The College of Engineering’s second Distinguished Lecture Series event of the fall takes place at 4:00 p.m. Monday, October 5, as the college welcomes James McLurkin for his presentation, “The Future of Robotics is Swarms: Why a Thousand Robots Are Better Than One.”
McLurkin, an adjunct professor at Rice University, is an expert in robotics and developing algorithms that run their programming, having won the 2003 Lemelson Foundation-MIT prize for invention, been named by Time magazine as one of five leading robotics engineers, and by Black Enterprise magazine as a “Best and Brightest Under 40.”
He describes his goal as being able to address questions surrounding the design of such systems, adding that unique computations will be required to improve robotic communication and mobility.
“Additionally, multi-robot systems require specialized hardware, such as a sensor to measure the geometry of their network,” McLurkin says on his research website.
McLurkin holds that the future of robotics will involve gathering large groups of robots that “can solve many practical applications faster, cheaper and in fundamentally different ways than individual robots.”
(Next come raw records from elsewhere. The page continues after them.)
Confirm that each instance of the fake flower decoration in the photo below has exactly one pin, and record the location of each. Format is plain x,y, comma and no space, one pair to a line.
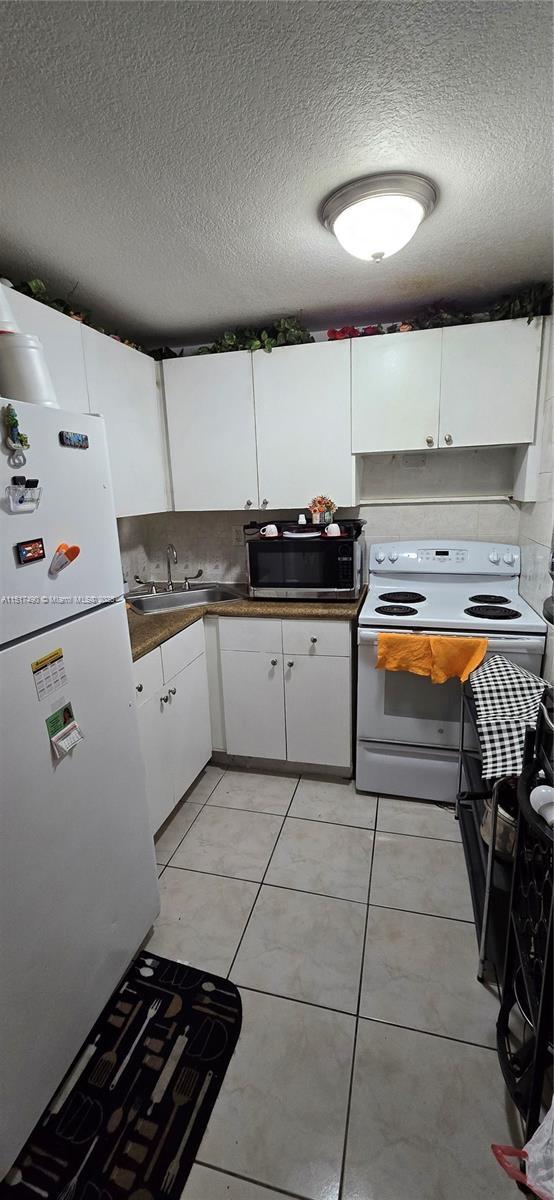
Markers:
321,504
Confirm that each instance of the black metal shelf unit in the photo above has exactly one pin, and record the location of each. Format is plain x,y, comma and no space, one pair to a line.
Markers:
489,907
528,975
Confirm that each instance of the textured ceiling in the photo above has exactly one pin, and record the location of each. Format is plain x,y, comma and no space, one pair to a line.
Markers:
172,156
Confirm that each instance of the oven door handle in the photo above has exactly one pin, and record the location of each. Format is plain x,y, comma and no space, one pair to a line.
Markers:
497,642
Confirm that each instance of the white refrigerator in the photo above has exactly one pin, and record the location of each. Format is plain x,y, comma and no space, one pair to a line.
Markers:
78,883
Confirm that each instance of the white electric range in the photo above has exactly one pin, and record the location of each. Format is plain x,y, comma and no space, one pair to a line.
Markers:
408,727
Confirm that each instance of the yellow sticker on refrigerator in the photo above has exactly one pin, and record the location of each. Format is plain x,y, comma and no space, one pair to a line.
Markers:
49,673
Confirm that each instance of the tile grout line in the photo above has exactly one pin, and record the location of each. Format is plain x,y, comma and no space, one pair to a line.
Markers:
200,808
325,895
283,887
262,881
353,1063
247,1179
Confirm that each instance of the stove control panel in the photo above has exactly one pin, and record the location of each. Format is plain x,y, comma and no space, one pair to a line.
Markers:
440,557
446,556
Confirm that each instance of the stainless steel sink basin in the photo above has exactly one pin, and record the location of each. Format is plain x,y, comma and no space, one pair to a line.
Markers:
169,601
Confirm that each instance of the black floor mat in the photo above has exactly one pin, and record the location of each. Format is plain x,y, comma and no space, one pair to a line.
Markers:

He notes that his approach mimics what is seen in nature, such as with colonies of bees or ants working together toward common goals.
His presentation will take place at 4:00 p.m. in Room 622 of the Min H. Kao Electrical Engineering and Computer Science Building, 1520 Middle Drive. Like others in the series, will be simulcast online.
Those viewing the live webcast will be able to pose questions to the McLurkin at the end of his discussion, while those who are interested in the presentation but aren’t able to attend can watch it later on the college’s YouTube page.